Expert’s talk on Leighton’s final work

Art lovers in Scarborough have the chance to listen to a leading expert discussing one of the town’s most famous

artistic sons next month.

Daniel Robbins, Senior Curator at London’s Leighton House Museum, will give the first of Scarborough Art Gallery’s annual series of lunchtime talks on Friday March 1. His talk, entitled Between Life and Death: Leighton and Clytie, will look at Frederic, Lord Leighton’s final painting Clytie, which is currently on loan to the gallery from Leighton House.

At the time of Leighton’s death in 1896, Clytie remained unfinished in his studio. It depicts a nymph who fell in love with the sun god Apollo but was rejected by him, and turned into a sunflower.

The talk explores the background to this final work. What were the circumstances in which it was painted and who was the model Leighton used? Painted as his health began to fail, why did this subject seem to mean so much to him?

Daniel Robbins was responsible for the major restoration of the Leighton House Museum in 2009 and has written extensively on the history of the house and Leighton’s work.

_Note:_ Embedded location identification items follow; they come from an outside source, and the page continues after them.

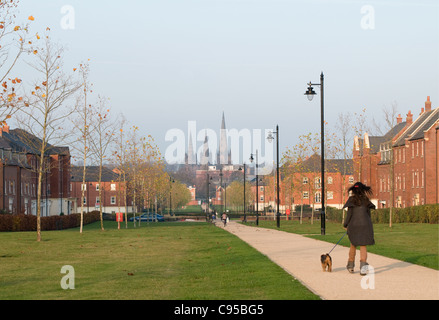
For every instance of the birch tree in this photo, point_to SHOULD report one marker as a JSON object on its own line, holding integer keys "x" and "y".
{"x": 13, "y": 43}
{"x": 101, "y": 139}
{"x": 48, "y": 108}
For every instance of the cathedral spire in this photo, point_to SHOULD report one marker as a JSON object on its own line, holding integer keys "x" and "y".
{"x": 223, "y": 143}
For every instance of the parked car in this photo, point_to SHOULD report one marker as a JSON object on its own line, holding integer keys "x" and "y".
{"x": 149, "y": 217}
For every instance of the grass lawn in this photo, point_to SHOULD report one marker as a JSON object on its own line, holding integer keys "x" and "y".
{"x": 155, "y": 261}
{"x": 411, "y": 242}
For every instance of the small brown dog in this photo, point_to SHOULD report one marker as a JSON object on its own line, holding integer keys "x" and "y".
{"x": 326, "y": 262}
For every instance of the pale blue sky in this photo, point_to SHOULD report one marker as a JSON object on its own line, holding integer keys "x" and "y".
{"x": 166, "y": 62}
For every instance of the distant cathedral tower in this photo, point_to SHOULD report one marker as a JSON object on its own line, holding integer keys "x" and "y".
{"x": 223, "y": 144}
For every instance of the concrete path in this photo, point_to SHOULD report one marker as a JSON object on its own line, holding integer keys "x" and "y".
{"x": 389, "y": 279}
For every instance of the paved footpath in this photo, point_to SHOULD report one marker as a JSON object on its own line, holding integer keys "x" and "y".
{"x": 300, "y": 256}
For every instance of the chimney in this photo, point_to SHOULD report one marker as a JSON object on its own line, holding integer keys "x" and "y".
{"x": 428, "y": 104}
{"x": 409, "y": 118}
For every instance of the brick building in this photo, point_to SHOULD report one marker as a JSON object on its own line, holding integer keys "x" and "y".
{"x": 18, "y": 175}
{"x": 303, "y": 187}
{"x": 404, "y": 162}
{"x": 112, "y": 192}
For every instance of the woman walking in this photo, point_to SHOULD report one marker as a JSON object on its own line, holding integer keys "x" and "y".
{"x": 359, "y": 225}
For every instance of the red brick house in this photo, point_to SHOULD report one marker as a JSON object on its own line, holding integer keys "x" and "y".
{"x": 303, "y": 187}
{"x": 112, "y": 192}
{"x": 408, "y": 155}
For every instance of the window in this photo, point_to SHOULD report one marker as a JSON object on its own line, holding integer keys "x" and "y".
{"x": 317, "y": 183}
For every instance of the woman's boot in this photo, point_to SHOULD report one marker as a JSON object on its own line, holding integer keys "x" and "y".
{"x": 350, "y": 266}
{"x": 364, "y": 268}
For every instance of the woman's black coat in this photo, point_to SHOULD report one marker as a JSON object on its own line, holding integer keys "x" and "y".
{"x": 359, "y": 223}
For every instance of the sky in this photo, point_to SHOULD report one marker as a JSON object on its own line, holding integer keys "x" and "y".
{"x": 167, "y": 63}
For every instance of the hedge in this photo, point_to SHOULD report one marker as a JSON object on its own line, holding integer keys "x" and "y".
{"x": 22, "y": 222}
{"x": 428, "y": 213}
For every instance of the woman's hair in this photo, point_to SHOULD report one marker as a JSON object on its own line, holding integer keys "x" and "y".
{"x": 360, "y": 193}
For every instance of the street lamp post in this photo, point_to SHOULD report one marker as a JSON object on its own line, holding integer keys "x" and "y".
{"x": 257, "y": 186}
{"x": 270, "y": 138}
{"x": 245, "y": 217}
{"x": 310, "y": 94}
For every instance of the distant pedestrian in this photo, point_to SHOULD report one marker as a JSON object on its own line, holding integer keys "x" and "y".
{"x": 359, "y": 225}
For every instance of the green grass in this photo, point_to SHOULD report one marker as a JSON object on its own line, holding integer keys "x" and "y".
{"x": 411, "y": 242}
{"x": 155, "y": 261}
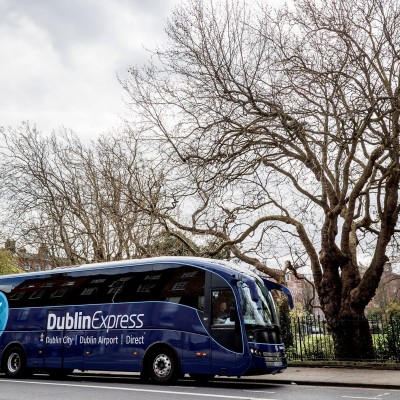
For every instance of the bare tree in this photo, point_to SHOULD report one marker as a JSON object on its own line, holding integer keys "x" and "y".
{"x": 76, "y": 198}
{"x": 285, "y": 126}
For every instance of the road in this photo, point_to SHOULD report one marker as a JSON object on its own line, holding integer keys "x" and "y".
{"x": 123, "y": 388}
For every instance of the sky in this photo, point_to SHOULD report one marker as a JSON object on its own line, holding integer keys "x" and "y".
{"x": 60, "y": 59}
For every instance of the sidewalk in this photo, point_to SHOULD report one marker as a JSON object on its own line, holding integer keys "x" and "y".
{"x": 379, "y": 378}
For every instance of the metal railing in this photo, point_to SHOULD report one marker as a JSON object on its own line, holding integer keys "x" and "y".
{"x": 309, "y": 339}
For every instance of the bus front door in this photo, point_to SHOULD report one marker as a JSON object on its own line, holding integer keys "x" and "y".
{"x": 54, "y": 339}
{"x": 227, "y": 342}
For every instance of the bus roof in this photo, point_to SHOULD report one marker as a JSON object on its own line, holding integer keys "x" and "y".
{"x": 213, "y": 264}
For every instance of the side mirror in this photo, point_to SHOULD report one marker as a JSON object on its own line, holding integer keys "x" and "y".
{"x": 233, "y": 316}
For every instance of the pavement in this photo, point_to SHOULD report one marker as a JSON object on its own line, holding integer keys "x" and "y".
{"x": 318, "y": 376}
{"x": 335, "y": 376}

Leighton House, in Holland Park, was the former home and studio of the artist.

Robbins was a curator with Glasgow Museums before joining Leighton House in 1999.

Clytie is on display at Scarborough Art Gallery, along with five of Leighton’s sketches for it, until Sunday March 31.

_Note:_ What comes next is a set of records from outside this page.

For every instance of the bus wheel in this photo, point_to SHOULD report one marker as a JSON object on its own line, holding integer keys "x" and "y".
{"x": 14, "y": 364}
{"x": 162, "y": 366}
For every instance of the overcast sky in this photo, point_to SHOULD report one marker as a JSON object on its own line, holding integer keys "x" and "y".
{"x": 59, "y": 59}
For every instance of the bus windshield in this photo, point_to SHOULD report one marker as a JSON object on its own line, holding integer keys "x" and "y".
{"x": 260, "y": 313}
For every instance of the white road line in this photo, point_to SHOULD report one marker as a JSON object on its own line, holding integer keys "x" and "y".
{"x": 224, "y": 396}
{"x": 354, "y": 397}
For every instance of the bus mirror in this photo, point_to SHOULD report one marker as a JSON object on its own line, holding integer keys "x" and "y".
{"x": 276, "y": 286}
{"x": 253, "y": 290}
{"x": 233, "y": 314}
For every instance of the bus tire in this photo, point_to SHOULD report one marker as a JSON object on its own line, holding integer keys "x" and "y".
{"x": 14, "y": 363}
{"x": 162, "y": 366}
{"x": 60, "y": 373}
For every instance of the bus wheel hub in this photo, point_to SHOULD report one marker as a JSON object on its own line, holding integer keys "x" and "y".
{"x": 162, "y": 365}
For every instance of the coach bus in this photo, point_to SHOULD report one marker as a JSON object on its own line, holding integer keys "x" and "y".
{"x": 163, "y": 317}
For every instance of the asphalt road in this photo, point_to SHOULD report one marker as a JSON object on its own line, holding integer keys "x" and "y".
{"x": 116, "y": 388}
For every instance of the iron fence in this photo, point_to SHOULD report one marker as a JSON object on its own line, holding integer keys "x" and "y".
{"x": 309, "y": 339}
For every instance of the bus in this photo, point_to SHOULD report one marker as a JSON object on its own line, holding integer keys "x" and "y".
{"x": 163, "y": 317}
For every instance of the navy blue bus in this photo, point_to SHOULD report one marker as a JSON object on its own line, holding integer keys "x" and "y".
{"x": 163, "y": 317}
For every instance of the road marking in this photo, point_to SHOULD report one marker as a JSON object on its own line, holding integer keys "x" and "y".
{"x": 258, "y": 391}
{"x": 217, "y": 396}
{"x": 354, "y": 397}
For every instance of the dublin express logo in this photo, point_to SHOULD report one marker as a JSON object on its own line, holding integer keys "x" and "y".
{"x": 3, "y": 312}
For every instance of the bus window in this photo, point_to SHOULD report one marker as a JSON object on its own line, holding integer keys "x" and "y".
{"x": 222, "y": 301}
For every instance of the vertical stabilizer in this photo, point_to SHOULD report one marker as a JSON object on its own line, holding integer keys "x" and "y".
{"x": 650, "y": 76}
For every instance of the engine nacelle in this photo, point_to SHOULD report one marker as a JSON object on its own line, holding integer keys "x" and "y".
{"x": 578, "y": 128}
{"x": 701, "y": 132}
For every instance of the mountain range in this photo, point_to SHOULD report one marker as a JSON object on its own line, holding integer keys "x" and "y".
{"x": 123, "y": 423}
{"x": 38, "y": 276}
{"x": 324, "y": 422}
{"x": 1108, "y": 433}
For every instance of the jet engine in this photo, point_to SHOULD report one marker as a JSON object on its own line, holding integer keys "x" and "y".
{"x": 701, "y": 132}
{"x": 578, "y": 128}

It was purchased in 2008 for Leighton House Museum with the assistance of a £337,500 grant from the Heritage Lottery Fund (HLF) and contributions from The ArtFund, The Friends of Leighton House and public donations.

Daniel Robbins’ talk will start at 12.30pm and last approximately an hour.

It is the first of a series of lunchtime talks on the last Friday of each month until December (excluding April, August and November).

Entrance is at the standard gallery fee of £2 (concessions £1.80), free to under-18s, holders of The Art Fund’s National Art Pass, and members of the Museums Association, the International Council of Museums (ICOM) and engage (the National Association for Gallery Education).